Elle cherche l’approbation autour d’elle, un grand sourire aux lèvres, comme on lui voit rarement à la maison. Elle ne voit qu’une cliente en trench rouge,  le regard happé par le paysage obstinément rectiligne, qui fonce droit devant, son caddie plein, attrapant au passage des boîtes de biscuits et de céréales multicolores.

 

Hein ! Elle ne viendra pas pleurer celle-là quand ces enfants seront allergiques, stériles et cancéreux…

O9H58. Rayon « Puériculture ». Elle n’a jamais acheté ni couches, ni lait maternel, ni lingettes. Les couches lavables, c’est vital pour l’environnement. Sandrine, elle, dit que franchement c’est stupide parce qu’on a plus de temps pour soi…

Pour se peinturlurer le visage et aller au cinéma, à quoi ça sert ?

Madame Drezanne a tout fait en bonne mère dévouée. Allaiter, une année pour chacun de ces trois fils, jamais de plats préparés pour les bébés. Elle redresse son dos, ça craque, un rictus de douleur lui tord le visage. Elle ne se plaint pas…Elle ne se plaint d’ailleurs jamais. A qui pourrait-elle se plaindre ? A la sortie de l’école, elle ne discute jamais avec ces mamans-femmes « qui travaillent », endimanchées du lundi au vendredi.

Des mauvaises mères, des mères en plastique, comme leurs couches…

10H03. Rayon « Produits Frais ». Hélène prend toujours les mêmes yaourts blancs. Par précaution elle relit l’étiquette qu’elle connaît par cœur. S’ils avaient décidé d’améliorer leur produit, insérant un additif nocif de dernière minute. Il serait écrit en  plus petit que le reste, noyé au milieu du reste des composants, elle connait leur stratagèmes par coeur.

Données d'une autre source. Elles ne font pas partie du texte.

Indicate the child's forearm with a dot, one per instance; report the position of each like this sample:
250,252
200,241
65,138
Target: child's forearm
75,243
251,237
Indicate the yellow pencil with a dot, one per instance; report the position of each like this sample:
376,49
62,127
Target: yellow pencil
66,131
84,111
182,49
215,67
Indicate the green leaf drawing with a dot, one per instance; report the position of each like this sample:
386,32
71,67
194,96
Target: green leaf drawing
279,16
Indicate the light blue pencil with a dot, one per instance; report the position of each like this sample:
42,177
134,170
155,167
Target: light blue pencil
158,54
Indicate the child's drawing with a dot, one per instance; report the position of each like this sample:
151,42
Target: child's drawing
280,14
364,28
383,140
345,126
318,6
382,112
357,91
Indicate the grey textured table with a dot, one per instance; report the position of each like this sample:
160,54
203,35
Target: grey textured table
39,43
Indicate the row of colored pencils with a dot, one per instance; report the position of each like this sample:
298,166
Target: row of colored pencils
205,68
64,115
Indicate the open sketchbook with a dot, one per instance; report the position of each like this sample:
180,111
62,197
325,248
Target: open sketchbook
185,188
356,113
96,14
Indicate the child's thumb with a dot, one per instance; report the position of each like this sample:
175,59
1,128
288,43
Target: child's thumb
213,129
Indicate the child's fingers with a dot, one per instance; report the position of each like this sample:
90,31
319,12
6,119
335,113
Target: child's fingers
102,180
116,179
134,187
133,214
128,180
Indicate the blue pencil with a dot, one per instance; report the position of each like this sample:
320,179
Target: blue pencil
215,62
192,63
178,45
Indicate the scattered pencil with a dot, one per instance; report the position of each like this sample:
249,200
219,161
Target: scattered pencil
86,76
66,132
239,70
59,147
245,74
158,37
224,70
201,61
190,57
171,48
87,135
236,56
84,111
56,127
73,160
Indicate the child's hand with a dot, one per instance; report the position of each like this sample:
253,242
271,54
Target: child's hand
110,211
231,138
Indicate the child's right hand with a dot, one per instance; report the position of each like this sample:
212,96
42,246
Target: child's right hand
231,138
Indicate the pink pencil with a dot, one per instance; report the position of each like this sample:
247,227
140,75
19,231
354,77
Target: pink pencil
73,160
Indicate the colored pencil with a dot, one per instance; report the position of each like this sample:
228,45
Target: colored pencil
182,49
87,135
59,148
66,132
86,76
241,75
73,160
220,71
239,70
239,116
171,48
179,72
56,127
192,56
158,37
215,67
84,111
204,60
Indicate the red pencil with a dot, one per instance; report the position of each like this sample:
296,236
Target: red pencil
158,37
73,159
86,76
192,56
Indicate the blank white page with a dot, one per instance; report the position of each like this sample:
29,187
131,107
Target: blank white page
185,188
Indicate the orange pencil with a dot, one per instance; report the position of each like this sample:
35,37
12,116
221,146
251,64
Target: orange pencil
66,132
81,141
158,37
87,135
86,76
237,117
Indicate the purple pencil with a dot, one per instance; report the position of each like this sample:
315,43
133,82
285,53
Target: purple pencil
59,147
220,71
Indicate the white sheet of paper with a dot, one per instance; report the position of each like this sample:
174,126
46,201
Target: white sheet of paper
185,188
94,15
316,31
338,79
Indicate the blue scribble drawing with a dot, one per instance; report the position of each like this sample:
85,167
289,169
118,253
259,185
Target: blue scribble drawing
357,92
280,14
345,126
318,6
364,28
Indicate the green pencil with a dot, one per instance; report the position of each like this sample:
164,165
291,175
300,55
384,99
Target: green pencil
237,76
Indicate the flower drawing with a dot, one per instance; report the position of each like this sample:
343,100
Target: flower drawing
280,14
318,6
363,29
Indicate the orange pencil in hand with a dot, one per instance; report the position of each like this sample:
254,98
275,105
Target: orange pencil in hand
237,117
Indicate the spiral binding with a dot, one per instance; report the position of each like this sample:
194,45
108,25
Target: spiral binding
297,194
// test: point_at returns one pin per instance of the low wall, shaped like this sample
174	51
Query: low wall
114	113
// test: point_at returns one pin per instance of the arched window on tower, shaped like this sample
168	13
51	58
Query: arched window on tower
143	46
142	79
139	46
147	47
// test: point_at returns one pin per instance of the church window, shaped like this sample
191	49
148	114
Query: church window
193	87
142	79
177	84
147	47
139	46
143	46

Elle essaye de chasser cette idée, mais elle ne peut s’empêcher de repenser à ce pot de fromage blanc 1 kg qu’elle avait pris par habitude, sans prendre le temps de chausser ses bonnes lunettes ! Cétait il y a deux ans déjà. Arrivée à la maison, elle avait tout rangé, puis par acquis de conscience, elle avait lu les composants du fromage blanc : ils avaient changé la formule. Elle avait crié seule, dans sa cuisine :

Du Beralhène ! Ha ! Non !  On va tous y passer si on mange cette saloperie !

Le responsable du supermarché, appelé en renfort par la caissière infléxible, n’avait rien voulu savoir. Hélène était retournée chez elle. Maintenant le pot de fromage blanc lui faisait face sur la table de la cuisine, altier.

     Elle avait pensé l’offrir à Sandrine, mais on n’offre pas du fromage blanc. Le jeter était contre ses principes écologiques. Alors elle  avait composé frénétiquement le numéro de téléphone du bureau de son mari, en raccrochant avant la première sonnerie, recommançant une quinzaine de fois, convulsivement, parce qu’elle savait qu’elle n’avait pas le droit de le déranger pour une bêtise pareille. Puis, oubliant totalement son repassage, elle était restée tétanisée toute l’après-midi, face au porteur de  Beralhène qui semblait lui hurler victoire…

12H07. Hélène range les courses dans les sacoches de son vélo. Elle se remémore tous ses articles, nerveusement, pendant les trente minutes du trajet. Elle est sûre de ne rien avoir laissé au hasard. Et pourtant, ce paquet de lessive ? Ils n’avaient plus celui qu’elle se procurait d’habitude…Une petite angoisse la saisit au plexus.